The Federal Bureau of Investigation has taken over the investigation, John Edwards, chief of the Oak Creek Police Department, said in a televised briefing.

“While the FBI is investigating whether this matter might be an act of domestic terrorism, no motive has been determined at this time,” Teresa Carlson, the Special Agent in Charge of the FBI’s Milwaukee office, said in a prepared statement.

Home Searched

Authorities searched a home in nearby Cudahy, roping off four blocks in a residential neighborhood, the Associated Press said. Cudahy police referred questions about the activity to the FBI in Milwaukee.

Four of the dead were found inside the temple and three outside, including the shooter, police said.

The shooter “went into the holy room and opened fire on some of the individuals there,” Kaleka told CNN. “Most of the people I’ve heard have been shot or killed were all turbaned men.”

Three injured men, including the police officer, and the seven dead were taken to Froedtert Hospital in Milwaukee, the Associated Press said. The Milwaukee Journal Sentinel reported that among those shot was Satwant Kaleka, the temple president.

Critical Condition

The three wounded men remained in critical condition at Froedtert Hospital as of 8:30 p.m., Lee Biblo, the chief medical officer, said in a statement. Two had surgery and one was still “undergoing a complex procedure,” according to the statement.

One was wounded in the abdomen and chest, another in the extremities and face, and the third in the neck, according to the statement. It didn’t specify the police officer’s injuries.

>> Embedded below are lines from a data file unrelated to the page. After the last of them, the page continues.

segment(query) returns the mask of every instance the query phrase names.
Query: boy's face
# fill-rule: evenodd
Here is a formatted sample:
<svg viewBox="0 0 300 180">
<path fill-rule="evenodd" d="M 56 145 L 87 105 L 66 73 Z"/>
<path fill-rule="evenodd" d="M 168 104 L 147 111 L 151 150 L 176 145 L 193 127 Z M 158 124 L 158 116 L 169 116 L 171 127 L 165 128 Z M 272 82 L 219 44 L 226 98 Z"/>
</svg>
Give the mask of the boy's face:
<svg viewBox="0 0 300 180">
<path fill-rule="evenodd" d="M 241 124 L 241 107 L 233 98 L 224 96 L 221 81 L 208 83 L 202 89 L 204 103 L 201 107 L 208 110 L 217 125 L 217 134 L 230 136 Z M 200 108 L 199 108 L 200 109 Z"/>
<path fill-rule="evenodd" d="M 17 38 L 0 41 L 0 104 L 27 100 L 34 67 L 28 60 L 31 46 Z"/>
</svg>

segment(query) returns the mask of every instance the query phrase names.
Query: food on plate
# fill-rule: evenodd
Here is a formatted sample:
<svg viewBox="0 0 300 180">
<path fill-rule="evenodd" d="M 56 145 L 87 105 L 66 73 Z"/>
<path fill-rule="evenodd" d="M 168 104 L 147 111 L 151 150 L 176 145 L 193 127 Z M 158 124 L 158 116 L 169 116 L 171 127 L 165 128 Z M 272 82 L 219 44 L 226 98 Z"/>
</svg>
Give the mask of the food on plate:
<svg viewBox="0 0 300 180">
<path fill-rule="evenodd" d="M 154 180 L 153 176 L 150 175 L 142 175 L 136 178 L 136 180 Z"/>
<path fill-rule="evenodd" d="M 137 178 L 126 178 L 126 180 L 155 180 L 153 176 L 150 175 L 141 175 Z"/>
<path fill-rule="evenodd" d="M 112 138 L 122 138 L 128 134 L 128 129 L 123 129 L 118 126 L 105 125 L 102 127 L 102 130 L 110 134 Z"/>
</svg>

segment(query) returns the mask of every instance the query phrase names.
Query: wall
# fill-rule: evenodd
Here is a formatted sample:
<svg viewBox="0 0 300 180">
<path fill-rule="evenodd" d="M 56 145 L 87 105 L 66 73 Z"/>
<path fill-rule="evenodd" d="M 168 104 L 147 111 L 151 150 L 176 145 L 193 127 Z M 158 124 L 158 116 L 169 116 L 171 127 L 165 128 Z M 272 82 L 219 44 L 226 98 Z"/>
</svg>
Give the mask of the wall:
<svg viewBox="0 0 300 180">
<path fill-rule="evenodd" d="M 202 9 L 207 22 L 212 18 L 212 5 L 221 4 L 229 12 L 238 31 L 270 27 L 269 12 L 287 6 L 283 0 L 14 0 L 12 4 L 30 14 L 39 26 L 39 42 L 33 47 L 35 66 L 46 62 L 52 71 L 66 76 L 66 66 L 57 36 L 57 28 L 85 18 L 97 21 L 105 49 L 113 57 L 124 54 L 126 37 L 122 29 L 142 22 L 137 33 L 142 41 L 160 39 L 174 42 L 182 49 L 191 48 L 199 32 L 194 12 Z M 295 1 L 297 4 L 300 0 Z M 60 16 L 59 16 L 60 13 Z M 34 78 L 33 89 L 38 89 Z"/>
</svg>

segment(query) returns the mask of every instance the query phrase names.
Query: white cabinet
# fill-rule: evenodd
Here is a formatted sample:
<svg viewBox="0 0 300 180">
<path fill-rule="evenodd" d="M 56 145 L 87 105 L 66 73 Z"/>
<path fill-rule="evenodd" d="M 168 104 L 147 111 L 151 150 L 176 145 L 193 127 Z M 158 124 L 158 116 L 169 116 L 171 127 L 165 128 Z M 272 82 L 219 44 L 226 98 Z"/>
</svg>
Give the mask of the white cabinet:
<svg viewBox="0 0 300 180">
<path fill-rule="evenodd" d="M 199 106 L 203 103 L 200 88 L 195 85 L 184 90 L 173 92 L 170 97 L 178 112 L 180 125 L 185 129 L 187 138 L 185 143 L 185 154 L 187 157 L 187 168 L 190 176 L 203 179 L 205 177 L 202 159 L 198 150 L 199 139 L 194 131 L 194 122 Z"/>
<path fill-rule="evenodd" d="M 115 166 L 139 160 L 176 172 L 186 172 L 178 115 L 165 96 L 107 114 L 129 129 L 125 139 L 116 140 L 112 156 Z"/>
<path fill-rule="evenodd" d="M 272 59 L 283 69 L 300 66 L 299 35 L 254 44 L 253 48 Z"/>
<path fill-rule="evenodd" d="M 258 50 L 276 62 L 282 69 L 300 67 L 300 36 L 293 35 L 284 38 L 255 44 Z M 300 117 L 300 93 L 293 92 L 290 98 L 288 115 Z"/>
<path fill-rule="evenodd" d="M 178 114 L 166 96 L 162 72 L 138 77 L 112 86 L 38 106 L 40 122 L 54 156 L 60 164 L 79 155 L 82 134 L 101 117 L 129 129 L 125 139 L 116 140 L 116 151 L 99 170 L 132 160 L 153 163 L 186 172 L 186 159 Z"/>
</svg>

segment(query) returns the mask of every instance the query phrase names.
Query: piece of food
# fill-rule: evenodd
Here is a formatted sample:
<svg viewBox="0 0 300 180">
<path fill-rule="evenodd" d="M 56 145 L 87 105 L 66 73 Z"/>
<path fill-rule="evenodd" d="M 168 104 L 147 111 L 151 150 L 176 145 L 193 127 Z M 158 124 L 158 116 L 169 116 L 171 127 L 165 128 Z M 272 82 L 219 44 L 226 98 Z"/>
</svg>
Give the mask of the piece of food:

The shooting prompted authorities to tighten security around Sikh temples in New York as a “precaution,” according to a statement from the city. The AP reported similar steps were taken in Chicago.

Started 500 years ago, Sikhism has about 27 million adherents, mostly in India, according to the AP. It said estimates put the number of Sikhs in the U.S. at about 500,000.

The Sikh Temple of Wisconsin purchased land in Oak Creek for a larger temple that was set for completion in April 2007, according to the temple’s website. The first temple was established in Milwaukee.

President Barack Obama said he and First Lady Michelle Obama were “deeply saddened” by the shooting and pledged support for the investigation.

“Our hearts go out to the families and friends of those who were killed and wounded,” Obama said in a prepared statement. “As we mourn this loss which took place at a house of worship, we are reminded how much our country has been enriched by Sikhs, who are a part of our broader American family.”

Consoling Leaders

Obama spoke by telephone with Charanjeet Singh, a trustee of the Sikh Temple, as well as Wisconsin Governor Scott Walker, a Republican, and Oak Creek Mayor Steve Scaffidi, the AP reported.

Mitt Romney, the probable Republican nominee for the presidency, also deplored the shooting.

“This was a senseless act of violence and a tragedy that should never befall any house of worship,” Romney said in a statement, according to the AP. “Our hearts are with the victims, their families, and the entire Oak Creek Sikh community.”

Less than a month earlier near Denver, a masked gunman opened fire at a midnight showing of “The Dark Knight Rises” in suburban Aurora theater, killing 12 and injuring 58. James Holmes, a former graduate student in neuroscience at the University of Colorado in Denver, faces multiple murder charges.

That was the deadliest shooting in Colorado since the Columbine High School massacre in April 1999, and the worst mass shooting in the U.S. since November 2009, when 13 people were killed at Fort Hood, Texas.